The superintendent showered more attention on Norma Jeane after her feeble runaway attempt, inviting her into her inner office and showing her how to apply makeup. Like every young girl, Norma Jeane was entranced. She saw her reflection in the mirror and began believing that she could be beautiful. Mrs. Dewey confirmed the girl’s emerging confidence that she was very pretty. Her quiet moments with the head of the orphanage kept Norma Jeane patiently waiting for Aunt Grace to fulfill her promises.

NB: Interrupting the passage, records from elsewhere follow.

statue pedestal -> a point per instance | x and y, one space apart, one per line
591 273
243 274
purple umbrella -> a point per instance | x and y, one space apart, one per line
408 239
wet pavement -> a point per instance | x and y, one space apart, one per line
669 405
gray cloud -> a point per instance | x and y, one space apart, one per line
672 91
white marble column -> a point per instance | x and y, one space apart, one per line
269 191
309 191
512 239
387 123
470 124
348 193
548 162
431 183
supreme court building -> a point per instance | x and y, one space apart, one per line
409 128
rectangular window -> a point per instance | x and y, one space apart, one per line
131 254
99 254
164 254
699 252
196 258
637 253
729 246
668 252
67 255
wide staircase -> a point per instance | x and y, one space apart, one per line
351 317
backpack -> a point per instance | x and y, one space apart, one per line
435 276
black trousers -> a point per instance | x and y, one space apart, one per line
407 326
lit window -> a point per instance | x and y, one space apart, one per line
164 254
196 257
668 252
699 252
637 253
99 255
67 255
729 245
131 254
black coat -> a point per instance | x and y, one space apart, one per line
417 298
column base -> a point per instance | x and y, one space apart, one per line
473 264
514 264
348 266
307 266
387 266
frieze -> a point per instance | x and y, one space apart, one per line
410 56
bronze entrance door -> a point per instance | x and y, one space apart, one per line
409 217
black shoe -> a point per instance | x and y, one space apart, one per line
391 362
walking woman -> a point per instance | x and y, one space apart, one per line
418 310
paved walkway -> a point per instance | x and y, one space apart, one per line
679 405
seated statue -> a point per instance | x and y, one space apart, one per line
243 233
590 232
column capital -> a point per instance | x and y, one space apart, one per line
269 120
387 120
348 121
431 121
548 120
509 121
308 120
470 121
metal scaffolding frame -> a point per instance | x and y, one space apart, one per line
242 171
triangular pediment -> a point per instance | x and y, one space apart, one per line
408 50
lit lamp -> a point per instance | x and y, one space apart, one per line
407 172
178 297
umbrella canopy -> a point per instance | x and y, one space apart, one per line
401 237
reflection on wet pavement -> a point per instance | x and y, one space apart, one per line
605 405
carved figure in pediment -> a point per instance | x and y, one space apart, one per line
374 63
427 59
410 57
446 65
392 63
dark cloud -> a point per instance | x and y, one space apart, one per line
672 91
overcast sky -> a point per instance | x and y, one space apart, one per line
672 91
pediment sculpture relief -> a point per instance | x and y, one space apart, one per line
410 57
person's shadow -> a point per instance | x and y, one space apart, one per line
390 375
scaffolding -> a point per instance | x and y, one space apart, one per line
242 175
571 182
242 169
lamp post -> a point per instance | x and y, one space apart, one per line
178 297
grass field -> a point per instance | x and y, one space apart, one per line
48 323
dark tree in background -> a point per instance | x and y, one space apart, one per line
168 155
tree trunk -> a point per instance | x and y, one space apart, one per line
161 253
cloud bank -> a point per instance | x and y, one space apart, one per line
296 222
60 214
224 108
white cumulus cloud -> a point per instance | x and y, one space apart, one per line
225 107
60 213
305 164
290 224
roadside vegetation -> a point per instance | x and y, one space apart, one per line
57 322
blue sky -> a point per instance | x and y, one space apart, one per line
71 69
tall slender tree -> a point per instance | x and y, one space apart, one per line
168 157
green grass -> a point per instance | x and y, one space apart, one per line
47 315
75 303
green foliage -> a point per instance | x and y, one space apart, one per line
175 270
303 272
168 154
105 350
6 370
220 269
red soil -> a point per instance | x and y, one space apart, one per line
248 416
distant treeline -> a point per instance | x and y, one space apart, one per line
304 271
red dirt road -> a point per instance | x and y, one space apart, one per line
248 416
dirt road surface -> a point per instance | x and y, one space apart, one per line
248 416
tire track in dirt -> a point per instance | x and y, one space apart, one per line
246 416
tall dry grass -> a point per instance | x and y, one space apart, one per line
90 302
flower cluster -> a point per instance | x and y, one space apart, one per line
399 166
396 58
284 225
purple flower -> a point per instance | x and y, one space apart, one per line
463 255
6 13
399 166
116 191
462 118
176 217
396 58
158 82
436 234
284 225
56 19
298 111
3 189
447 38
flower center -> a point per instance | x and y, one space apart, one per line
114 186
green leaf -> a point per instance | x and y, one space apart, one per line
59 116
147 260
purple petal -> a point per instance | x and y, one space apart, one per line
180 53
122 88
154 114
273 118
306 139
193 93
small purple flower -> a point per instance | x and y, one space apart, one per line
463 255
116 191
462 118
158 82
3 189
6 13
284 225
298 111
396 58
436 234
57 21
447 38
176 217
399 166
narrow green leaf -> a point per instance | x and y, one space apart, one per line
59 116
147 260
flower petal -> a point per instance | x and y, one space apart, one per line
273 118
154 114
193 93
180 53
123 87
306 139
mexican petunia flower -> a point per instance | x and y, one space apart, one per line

In the meantime, Grace lavished candies and little gifts on Norma Jeane. On days off, she took her to the movies with her stepchildren. Norma Jeane’s birthday was not forgotten either. June 1 came and went, but Aunt Grace sent a loving card through the mail. How proud Norma Jeane was when the surprise came. She was beginning to feel loved and cared for.
During one visit, Aunt Grace to
ld Norma Jeane that Ana Lower, her own mother, was willing to take the child into her Culver City home near Sawtelle Avenue. In the depressed neighborhood low-cost ranch-style homes lined unpaved streets that flooded during rainstorms.
But Norma Jeane was more than grateful, and Aunt Ana proved to be another kind woman. A Christian Science practitioner by trade, Ana Lower taught that God is Love and that God promises a good life. She loved Norma Jeane like her own and assured her that she could have a good life if she changed her negative thought processes to positive ones. This new outlook on life enabled Norma Jeane to hope for the best. Later in life Marilyn always remembered Aunt Ana as a wise, inspirational figure. There were never the broken promises that undermined her self-esteem and confidence. The hurt of disappointments that plagued her earlier years seemed to be gone with Aunt Ana’s healing kind of love.
By 1937, Norma Jeane was attending Emerson Junior High on Selby Avenue in Westwood. Adjacent to the UCLA campus, Westwood was known for its upper-class, educated populace. The privileged elite tended to segregate themselves from the lower classes attending the school. Although Aunt Ana’s unconditional love kept Norma Jeane’s spirits high, at school the young woman continued to be shy and stuttered when she spoke.
Puberty was a difficult time. With no known father and an ailing, absent mother, Norma Jeane needed more direction than the elderly Ana would provide. Her menstrual cramps were devastating. Clinging to the Christian Science doctrine of founder Mary Baker Eddy, Ana insisted that disease and pain did not exist; nevertheless Norma Jeane was permitted to take Empirin to remedy the “curse.” Womanhood was not coming easily. Norma Jeane longed for her mother’s comfort.
Although Ana preached that pain and illness were nonexistent, she was afflicted with degenerative heart disease. Years later, after Ana’s death, Marilyn frequently visited her gravesite at Westwood Village Mortuary, reminiscing over the one woman she believed had never let her down.